One person's specialty lens is another person's bread & butter lens. What I call specialty lenses are those that are not getting heavy use by me. For instance, I had a EF 24 mm Tilt-Shift lens for awhile but have since sold it because I used it so little.  For an architecture photographer, this is probably a heavily used lens. For me it was a specialty lens.

I am getting interested in night photography where the night sky and stars can be seen in the photograph.  There is nothing in my Gallerys yet in this category. I am using what I would call specialty lenses for night photography.  I'm going to wait awhile to discuss them when I feel like I'm on a firmer footing.

You probably noticed that most of the lenses that I use above are Canon branded. That is not the case for some specialty lenses. In some instances, price or image quality dictates that other manufacturer's lenses be considered as best for a particular (specialty) application. Does it really matter whose name is on the lens?

  • Lens Filters

Yes, I use lens filters.  Not all pro photographers routinely use them for lens protection but I don't want to take a chance with scratching the glass or getting salt spray on the lens itself. Therefore, a UV filter usually sits on the front of my lens. This approach has saved my bacon on a few occasions. Filter effects like polarization can be difficult to obtain any way other than a physical filter, so I keep those filters in my camera bag too. Sometimes shooting into the sun or a strong light source will cause flare in the picture. A UV filter on the lens wll frequently make the flare worse. I will remove any and all filters from the lens in those cases. Just remember to put it back on after the shot. Details for using neutral density filters requires more words than I want to put into this space. ND filters can have a graduated density in many possible strengths and usually fit into a sliding rectangular holder. These graduated ND filters help to tame the large dynamic range (DR) of brightness values that can be in landscape images. They do this by selectively darkening the very brightest part of the image to a value that can be recorded with detail on your camera sensor. Another technique with high density filters is to darken the image to a point where very long exposure times are needed to capture the image.  The long exposures give a cotton candy effect to moving object such as clouds and ocean waves. Ten stops (or even more) of darkening are possible with some filters.

Quality matters in filters.  All your image forming light is passing through the filter. Bad quality filters will affect your images in a negative way. There are several companies that make high quality filters, but I can’t name them all. The screw-in filters that I am using are made by B+W. They have several lines of filters. As a minimum get the ones that are multi-coated. The coating makes the filters easier to clean (usually), and helps reduce filter induced light flare. I put (usually) in parenthesis above because there is one manufacturer's filter that I am aware of that is more difficult to clean with one of their coatings applied. It seems to me that filters are overpriced for what you get, but it is what it is.  I've also heard there are counterfeit filters in the market place, so using a reputable source is important.

  • Costs

In most cases, cost is a pretty good (though certainly non-linear) indicator of lens quality within a given Manufacturer's line of lenses.
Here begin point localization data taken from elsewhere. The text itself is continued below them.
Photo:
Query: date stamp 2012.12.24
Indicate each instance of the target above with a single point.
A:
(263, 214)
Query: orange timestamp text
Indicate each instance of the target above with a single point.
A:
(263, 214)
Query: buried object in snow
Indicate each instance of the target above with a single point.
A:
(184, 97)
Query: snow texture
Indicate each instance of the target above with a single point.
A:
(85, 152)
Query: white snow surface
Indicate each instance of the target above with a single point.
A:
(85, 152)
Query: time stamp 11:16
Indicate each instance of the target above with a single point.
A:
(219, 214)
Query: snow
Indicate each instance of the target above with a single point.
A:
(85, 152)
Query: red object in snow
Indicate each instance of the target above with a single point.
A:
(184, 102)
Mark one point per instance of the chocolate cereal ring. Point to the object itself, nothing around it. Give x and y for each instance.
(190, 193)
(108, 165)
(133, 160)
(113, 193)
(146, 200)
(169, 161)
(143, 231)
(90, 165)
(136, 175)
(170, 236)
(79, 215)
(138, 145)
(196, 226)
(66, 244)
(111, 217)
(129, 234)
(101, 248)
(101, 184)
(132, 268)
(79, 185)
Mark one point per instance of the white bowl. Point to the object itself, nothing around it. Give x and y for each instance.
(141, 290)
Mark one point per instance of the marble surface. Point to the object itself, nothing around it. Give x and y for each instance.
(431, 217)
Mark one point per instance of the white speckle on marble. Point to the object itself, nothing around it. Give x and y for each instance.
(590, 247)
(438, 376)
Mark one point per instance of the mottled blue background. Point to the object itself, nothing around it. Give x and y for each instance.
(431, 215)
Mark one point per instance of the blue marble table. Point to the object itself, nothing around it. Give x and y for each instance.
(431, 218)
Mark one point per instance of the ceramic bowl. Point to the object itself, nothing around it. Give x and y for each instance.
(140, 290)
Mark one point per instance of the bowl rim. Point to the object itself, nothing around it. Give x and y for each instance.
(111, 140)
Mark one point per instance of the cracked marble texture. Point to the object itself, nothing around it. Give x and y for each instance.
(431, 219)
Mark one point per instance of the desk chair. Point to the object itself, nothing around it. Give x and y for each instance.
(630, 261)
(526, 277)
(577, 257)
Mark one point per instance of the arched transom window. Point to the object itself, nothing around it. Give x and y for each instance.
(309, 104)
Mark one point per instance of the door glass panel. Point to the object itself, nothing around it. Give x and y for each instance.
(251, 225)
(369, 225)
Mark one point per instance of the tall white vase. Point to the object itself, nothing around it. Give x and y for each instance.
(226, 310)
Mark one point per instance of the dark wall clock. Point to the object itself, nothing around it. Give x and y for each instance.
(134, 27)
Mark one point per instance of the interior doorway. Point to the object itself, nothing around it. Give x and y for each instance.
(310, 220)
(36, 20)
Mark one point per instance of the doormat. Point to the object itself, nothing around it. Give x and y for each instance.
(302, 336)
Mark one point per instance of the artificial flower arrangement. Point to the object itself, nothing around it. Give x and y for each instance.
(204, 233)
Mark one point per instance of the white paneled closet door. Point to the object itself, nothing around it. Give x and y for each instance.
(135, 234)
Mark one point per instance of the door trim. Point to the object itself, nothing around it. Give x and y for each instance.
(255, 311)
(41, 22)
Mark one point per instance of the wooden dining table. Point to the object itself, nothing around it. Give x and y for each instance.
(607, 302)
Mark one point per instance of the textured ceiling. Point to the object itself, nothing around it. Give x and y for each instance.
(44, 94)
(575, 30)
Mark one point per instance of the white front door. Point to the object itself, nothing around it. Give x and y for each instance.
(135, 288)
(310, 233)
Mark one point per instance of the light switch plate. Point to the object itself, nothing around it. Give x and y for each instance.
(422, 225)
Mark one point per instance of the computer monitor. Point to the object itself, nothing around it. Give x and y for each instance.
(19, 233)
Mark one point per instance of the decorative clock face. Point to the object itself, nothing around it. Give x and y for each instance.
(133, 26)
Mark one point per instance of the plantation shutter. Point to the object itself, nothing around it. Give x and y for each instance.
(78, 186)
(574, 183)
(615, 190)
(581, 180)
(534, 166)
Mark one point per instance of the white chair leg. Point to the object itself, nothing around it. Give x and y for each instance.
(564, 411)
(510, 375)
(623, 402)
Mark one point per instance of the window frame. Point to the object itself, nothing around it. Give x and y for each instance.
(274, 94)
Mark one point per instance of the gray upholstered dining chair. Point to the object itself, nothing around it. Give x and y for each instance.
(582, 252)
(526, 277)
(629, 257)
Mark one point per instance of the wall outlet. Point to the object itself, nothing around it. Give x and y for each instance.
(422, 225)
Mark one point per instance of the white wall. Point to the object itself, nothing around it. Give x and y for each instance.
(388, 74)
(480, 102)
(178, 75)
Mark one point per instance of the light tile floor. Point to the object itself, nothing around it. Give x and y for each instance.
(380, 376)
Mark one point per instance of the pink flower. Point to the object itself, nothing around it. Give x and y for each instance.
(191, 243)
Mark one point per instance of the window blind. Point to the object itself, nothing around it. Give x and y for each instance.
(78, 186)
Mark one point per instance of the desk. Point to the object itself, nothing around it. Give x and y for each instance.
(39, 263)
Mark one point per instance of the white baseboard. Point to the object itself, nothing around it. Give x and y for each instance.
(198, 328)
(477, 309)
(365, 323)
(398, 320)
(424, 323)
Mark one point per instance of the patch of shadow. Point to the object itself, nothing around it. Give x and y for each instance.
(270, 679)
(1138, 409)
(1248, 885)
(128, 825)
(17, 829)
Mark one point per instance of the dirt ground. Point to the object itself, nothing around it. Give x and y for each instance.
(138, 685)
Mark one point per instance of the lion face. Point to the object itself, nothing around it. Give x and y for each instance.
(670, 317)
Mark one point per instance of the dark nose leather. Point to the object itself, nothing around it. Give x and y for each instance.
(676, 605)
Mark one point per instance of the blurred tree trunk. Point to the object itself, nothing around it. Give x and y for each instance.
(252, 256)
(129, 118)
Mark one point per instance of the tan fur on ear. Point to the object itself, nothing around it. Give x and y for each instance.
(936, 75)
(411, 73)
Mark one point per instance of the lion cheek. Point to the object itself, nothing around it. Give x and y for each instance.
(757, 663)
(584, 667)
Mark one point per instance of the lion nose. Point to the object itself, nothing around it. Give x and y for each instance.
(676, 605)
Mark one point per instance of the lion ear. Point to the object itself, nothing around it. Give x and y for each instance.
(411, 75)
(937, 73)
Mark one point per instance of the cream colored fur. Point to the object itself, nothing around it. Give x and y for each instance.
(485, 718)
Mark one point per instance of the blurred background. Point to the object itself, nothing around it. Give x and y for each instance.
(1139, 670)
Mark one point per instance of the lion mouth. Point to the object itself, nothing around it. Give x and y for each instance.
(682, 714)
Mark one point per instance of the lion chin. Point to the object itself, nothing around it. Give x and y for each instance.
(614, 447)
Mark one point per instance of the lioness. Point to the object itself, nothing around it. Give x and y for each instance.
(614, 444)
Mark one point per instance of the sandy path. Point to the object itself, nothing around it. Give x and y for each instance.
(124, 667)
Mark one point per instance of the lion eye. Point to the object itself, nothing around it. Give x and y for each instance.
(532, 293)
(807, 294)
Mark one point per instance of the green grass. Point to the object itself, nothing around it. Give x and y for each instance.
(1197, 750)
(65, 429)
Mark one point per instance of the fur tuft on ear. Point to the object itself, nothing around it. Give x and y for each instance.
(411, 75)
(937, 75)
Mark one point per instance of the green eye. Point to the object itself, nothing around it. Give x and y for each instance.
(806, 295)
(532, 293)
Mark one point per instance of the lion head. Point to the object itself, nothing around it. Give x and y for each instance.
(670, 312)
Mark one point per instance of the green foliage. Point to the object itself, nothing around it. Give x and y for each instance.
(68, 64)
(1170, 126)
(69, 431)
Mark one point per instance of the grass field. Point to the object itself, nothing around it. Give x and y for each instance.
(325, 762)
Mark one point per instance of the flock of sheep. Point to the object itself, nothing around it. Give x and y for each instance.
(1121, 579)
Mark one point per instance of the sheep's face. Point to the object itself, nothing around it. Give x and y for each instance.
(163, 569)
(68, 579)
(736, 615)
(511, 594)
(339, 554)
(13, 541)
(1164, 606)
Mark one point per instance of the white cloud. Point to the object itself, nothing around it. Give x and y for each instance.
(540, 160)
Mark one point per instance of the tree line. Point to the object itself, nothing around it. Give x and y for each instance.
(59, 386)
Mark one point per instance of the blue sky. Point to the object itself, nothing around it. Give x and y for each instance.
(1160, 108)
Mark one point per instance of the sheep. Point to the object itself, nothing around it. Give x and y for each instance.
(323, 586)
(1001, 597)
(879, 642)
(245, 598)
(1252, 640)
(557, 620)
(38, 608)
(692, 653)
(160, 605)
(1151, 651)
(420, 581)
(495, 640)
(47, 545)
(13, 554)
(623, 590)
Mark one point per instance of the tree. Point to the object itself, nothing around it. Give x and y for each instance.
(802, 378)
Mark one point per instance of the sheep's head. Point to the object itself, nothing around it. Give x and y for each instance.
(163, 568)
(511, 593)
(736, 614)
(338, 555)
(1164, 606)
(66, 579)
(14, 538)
I would not be afraid to try an alternate brand that is made to be compatible with your camera body. Sigma, for instance has started introducing a line of "Art" lenses that cost less than those from Canon and Nikon, and in some cases, are better in important aspects than the branded lenses. Do some research and you may be surprised by what 3rd party lenses are capable of today.

Another important way to reduce cost is by choosing an f~4 (or similar) lens over the f~2.8 lens counterpart. Compare the specs. Often the only thing you are giving up is the 1 stop of light gathering capability. For this one f-stop, the price of the lens may double. If you are shooting landscapes at f~8 (common for me), then the extra f-stop is not being used anyway. If a need develops for the wider aperture (such as night photography), then trade-up at that time.

When cost is important, don't have much overlap in your lens line-up. Even having a few holes (uncovered focal lengths) is not a big deal. Zooms cover a lot of focal length range and have become remarkably good when compared to primes in the same range. As always, do some research before buying. There are still some bad lenses on the market too. Some lens failings can be overcome with software during post processing. Lens distortion for instance was once the kiss of death, but can now be corrected very well in software.  Some types of cromatic aberrations (CA)  where all colors don't focus at the same point, can also be repaired easily in software. Correcting 2 stops of lens vignetting is also easy to do. Some slight compromises may be made with software corrections, but you can correct some lens faults. Poor sharpness is hard to correct. There is no perfect lens, so don't bother to wait for it.

I've only talked about SLR system cameras and lenses. There are other options that are less expensive for the occasional or casual shooter. Often, excellent results can be obtained with these other options (like the new mirrorless cameras). I don't have sufficient experience with these other options to discuss them in detail; however, there is plenty of information on the internet. For a pocket camera you can use your phone Cam or for something a little larger and with significantly better quality I’m using Sony’s RX-100 camera. It will easily fit in my cargo pants pocket when I am out without my system camera.  The RX-100 is currently in it’s forth iteration. I have the second iteration version and am satisfied. Sony has been very innovative in new cameras and camera sensors. Nikon is now using Sony sensors in their high megapixal SLR cameras.